Restaurant takes foodies back to days of yore
Restaurant takes foodies back to days of yore
Maria Endah Hulupi, The Jakarta Post, Jakarta
Thinking about dining out in yesteryear probably brings to mind
images of simple food stalls filled with people enjoying simple
yet elaborate dishes like nasi bungkus (plain rice with a couple
of side dishes and chili, wrapped in a banana leaf).
Just as a picture can revive old memories, ceramic artist F.
Widayanto's culinary concept of a small yet artistically designed
restaurant will remind people of the flavors of the past.
Surrounded by a lush tropical garden, the gazebo-style
restaurant at his Rumah Tanah Baru workshop in Depok is open only
during the weekend.
Officially visitors come for a tour of the workshop, but the
kitchen staff also prepare some popular old dishes from around
the country.
During lunch, visitors will find a variety of interesting
tempo-doeloe food on the menu, some of which can be classified as
near-extinct traditional dishes such as oseng batang pisang
(stir-fried banana stump), pecak jantung pisang (stir-fried
banana flower), tumis daun dan bunga pepaya (stir-fried papaya
flower and leaves), tempe penyet (deep-fried tempeh with mixed
tomato and chili), garang asam (steamed chicken wrapped in banana
leaves), sambal combrang (chili made from a type of tropical
flower) and sambal merah, sambal ijo (red and green chili).
The food appears to have been carefully selected to match the
overall traditional atmosphere of the restaurant and the other
structures in the Tanah Baru complex.
But the designer's assistant in charge of the restaurant,
Endah, only says that for the menu Widayanto specially chooses
dishes with an emphasis on fresh produce commonly (at least in
the past) available in the gardens of Indonesian households.
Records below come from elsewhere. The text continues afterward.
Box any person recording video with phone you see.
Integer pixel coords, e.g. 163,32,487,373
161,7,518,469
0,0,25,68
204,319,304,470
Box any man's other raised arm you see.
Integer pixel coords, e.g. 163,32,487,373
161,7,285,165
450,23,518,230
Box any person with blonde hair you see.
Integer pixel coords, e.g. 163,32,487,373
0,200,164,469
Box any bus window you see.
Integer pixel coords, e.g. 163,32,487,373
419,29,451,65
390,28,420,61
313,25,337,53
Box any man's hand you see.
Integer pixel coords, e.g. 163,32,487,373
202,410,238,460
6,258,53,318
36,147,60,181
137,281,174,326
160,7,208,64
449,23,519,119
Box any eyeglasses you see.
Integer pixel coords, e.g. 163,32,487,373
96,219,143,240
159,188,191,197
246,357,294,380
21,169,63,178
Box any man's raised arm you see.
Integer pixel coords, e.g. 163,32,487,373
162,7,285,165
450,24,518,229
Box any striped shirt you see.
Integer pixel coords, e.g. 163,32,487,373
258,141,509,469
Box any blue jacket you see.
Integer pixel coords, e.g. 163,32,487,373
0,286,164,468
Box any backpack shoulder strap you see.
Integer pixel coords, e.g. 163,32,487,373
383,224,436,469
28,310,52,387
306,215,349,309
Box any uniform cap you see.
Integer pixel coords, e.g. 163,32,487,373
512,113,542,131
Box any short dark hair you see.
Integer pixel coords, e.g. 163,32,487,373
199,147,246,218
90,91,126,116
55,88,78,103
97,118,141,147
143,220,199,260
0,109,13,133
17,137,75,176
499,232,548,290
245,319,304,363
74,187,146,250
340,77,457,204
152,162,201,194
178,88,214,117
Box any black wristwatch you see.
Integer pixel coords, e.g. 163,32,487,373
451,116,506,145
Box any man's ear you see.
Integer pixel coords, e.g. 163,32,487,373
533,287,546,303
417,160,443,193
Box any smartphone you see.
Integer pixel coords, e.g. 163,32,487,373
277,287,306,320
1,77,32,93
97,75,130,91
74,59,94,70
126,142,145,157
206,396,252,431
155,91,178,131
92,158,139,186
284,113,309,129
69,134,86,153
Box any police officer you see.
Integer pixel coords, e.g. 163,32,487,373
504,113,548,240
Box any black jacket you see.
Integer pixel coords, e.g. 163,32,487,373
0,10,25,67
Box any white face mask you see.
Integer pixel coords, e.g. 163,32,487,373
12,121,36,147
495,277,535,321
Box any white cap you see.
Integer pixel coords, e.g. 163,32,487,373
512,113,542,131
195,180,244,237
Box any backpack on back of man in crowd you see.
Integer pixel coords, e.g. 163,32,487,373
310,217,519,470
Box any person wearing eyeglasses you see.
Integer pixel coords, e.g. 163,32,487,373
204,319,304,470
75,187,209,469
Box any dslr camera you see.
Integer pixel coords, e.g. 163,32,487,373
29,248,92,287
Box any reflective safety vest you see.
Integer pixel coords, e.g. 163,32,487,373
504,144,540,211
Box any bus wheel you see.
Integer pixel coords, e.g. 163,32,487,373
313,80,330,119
"Like bunga kecombrang, belimbing wuluh, daun mangkokan,
melinjo leaves, papaya leaves and flowers are available in the
garden. We don't buy such fresh ingredients when we can pick them
from the garden," Endah said.
And not only that, to make its tempo-doeloe dishes, the
kitchen staff uses exotic ingredients that younger people
probably are unfamiliar with, even though they used to be the
main ingredients for some of the most popular traditional dishes.
The traditional dishes, focusing mostly on fish and chicken,
are cooked in a variety of methods, including deep-frying, stir-
frying, boiling or steaming after being wrapped in banana leaf.
Proper timing, Endah says, is important for maintaining the
ingredients' natural flavors and colors.
The spices are used generously to bring out the ingredients'
optimal flavors without relying on the use of artificial flavor
enhancers like monosodium glutamate (msg). No modern kitchen
utensils are used to grind the spices, which can only be prepared
using a ulekan, or a traditional pestle and mortar.
"That cooking utensil cannot be substituted. Otherwise, the
flavor won't be the same," she said.
Though the cooks try to maintain the original flavors by
respecting the traditional recipes, some adjustments are made to
make the dishes light and to have them appeal even to foreign
palates.
"We also limit the use of fatty items like coconut milk and we
modify dishes that require thick coconut milk, using clear and
light milk instead.
"Basically, the highlight of each of the dishes is the flavor
of its own ingredients," Endah explained.
The tempo-doeloe culinary experience begins with a glass of
herbal or fruity tea, like teh sereh, teh mangga or teh pala
(teas with a palpable taste of either lemongrass, mango or
nutmeg), while waiting for meal to be served.
Then comes the highlight of the lunch, consisting of rice, a
main dish, several side dishes and the red and green chili, all
served on a simple woven serving dish lined with a banana leaf.
The meal ends with a mildly tangy sorbet, like papaya or
mango.
"We don't add milk or cream or coconut milk to the sorbets as
we want to serve the fresh natural flavor of the fruits," Endah
said.
Visitors can enjoy the meal inside the restaurant on a
beautiful dining table, embellished with Widayanto's artistic
ceramic designs, or take it outside and eat it on a bale-bale (a
large traditional wooden chair), while also enjoying the breeze
and the lovely view of the complex's tropical garden.
For groups, two types of traditional snacks are also prepared.
These are serabi (sweet traditional cake with different kinds of
toppings, like diced jackfruit or chocolate rice) and jadah
(glutinous rice cake).
And as you sample the tempoe-doeloe it is likely that the
conversation will turn to some of the favorite dishes your
grandmother used to prepare for you when you were a kid.